On Mon, Jan 09, 2023 at 06:27:31AM +0100 I heard the voice of
Per Backman, and lo! it spake thus:
> 
> Now I compiled the 20221228 beta without EWMH support, and the
> problem seems to be gone, [...]

OK, I've done a little playing around, and I can reproduce some odd
shuffling around with stalonetray in an otherwise empty xnest.  The
symtoms I get are that I start it, a small gray window pops up in the
upper left.  When I restart, it moves to about its height down on the
left margin.  Restart again, it flops to its width in on the top
margin.  And repeated restarts just flip it back and forth between
those positions.

The oddness appears to have come in with r644 with the RLayout
changes.  So that's why it's not showing up in 4.0.3.

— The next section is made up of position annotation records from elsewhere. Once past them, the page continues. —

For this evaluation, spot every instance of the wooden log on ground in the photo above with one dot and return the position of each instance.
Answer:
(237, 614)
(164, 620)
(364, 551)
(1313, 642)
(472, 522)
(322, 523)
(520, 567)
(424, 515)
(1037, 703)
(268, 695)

OK, a bunch more investigation, and here's the source.  In
add_window.c:1465, we adjust the positioning of any window so it's
inside the BorderedLayout (as opposed to the pre-RLayout code, which
just make sure it was inside the full screen size; you could argue
about which behavior is a bug, really...).  So when stalonetray is
started, it's 24x24+0+0, and that's just fine.  But on the restart,
the strut exists, so we move the stalonetray window down to +0+24 so
it's "on-screen".  Next restart, the left side is reserved
(stalonestray switched itself from going sideways to going down when
it was no longer "at the top"), so it gets shoved over to +24+0 (and
considers itself going sideways).  And back and forth.


So...    hm.  I guess windows should be constrained by OTHER windows'
struts, but not their own?  That sounds insanely tricky to manage;
certainly can't be handled by simply overriding BorderedLayout.  Maybe
it's wrong to be abusing BorderedLayout for struts anyway, since it's
presumably more for user-level constraining.  And let's not even think
about the weird ordering considerations of when windows or messages
show up...

stalonetray doesn't pay attention to _NET_SUPPORTED, so just taking
the STRUTS out of our claimed support doesn't help that case; we'd
have to explicitly ignore the message.

I think maybe we just don't really handle struts usefully, and we
SHOULD ignore them?  Possibly forever, considering the
underspecification...   Olaf?





Extra details from investigation that you don't need to follow, but I
already typed out, so:

The oddness appears to have come in with r644 with the RLayout
changes.  And it can be hidden away by just commenting out the

    Scr->BorderedLayout = RLayoutCopyCropped(.....

line in EwmhRecalculateStrut.  With that done, it stays in the upper
left all the time.


Now, what goes on here?  Let's comment that out, start up, and fire up
the stalonetray.  Then using xprop, we can see

    % env DISPLAY=:1 xprop -name stalonetray _NET_WM_STRUT_PARTIAL
    _NET_WM_STRUT_PARTIAL(CARDINAL) = 0, 0, 24, 0, 0, 0, 0, 0, 0, 23, 0, 0

and it stays just the same on restarts.  So that's claiming 24 pixels
at the top, from y=0 to 23.  OK.

So what if we bring the BorderedLayout recalculation back?  Well, it
starts up the same.  Then we restart ctwm:

    % env DISPLAY=:1 xprop -name stalonetray _NET_WM_STRUT_PARTIAL
    _NET_WM_STRUT_PARTIAL(CARDINAL) = 24, 0, 0, 0, 24, 47, 0, 0, 0, 0, 0, 0

Now it's claiming 24 pixels at the left, from x=24 to 47.  Restart a
few more times:

    % env DISPLAY=:1 xprop -name stalonetray _NET_WM_STRUT_PARTIAL
    _NET_WM_STRUT_PARTIAL(CARDINAL) = 0, 0, 24, 0, 0, 0, 0, 0, 24, 47, 0, 0

24 pixels at the top, from y=24 to 47.

    % env DISPLAY=:1 xprop -name stalonetray _NET_WM_STRUT_PARTIAL
    _NET_WM_STRUT_PARTIAL(CARDINAL) = 24, 0, 0, 0, 24, 47, 0, 0, 0, 0, 0, 0
    % env DISPLAY=:1 xprop -name stalonetray _NET_WM_STRUT_PARTIAL
    _NET_WM_STRUT_PARTIAL(CARDINAL) = 0, 0, 24, 0, 0, 0, 0, 0, 24, 47, 0, 0

and it just keeps flipping back and forth.  We don't mess with that,
it's doing it itself.  Reading its code and playing with its tracing,
it seems to be doing that solely based on the position of the window,
so...  [loop back around to add_window stuff above]



-- 
Matthew Fuller     (MF4839)   |  fulle...@over-yonder.net
Systems/Network Administrator |  http://www.over-yonder.net/~fullermd/
           On the Internet, nobody can hear you scream.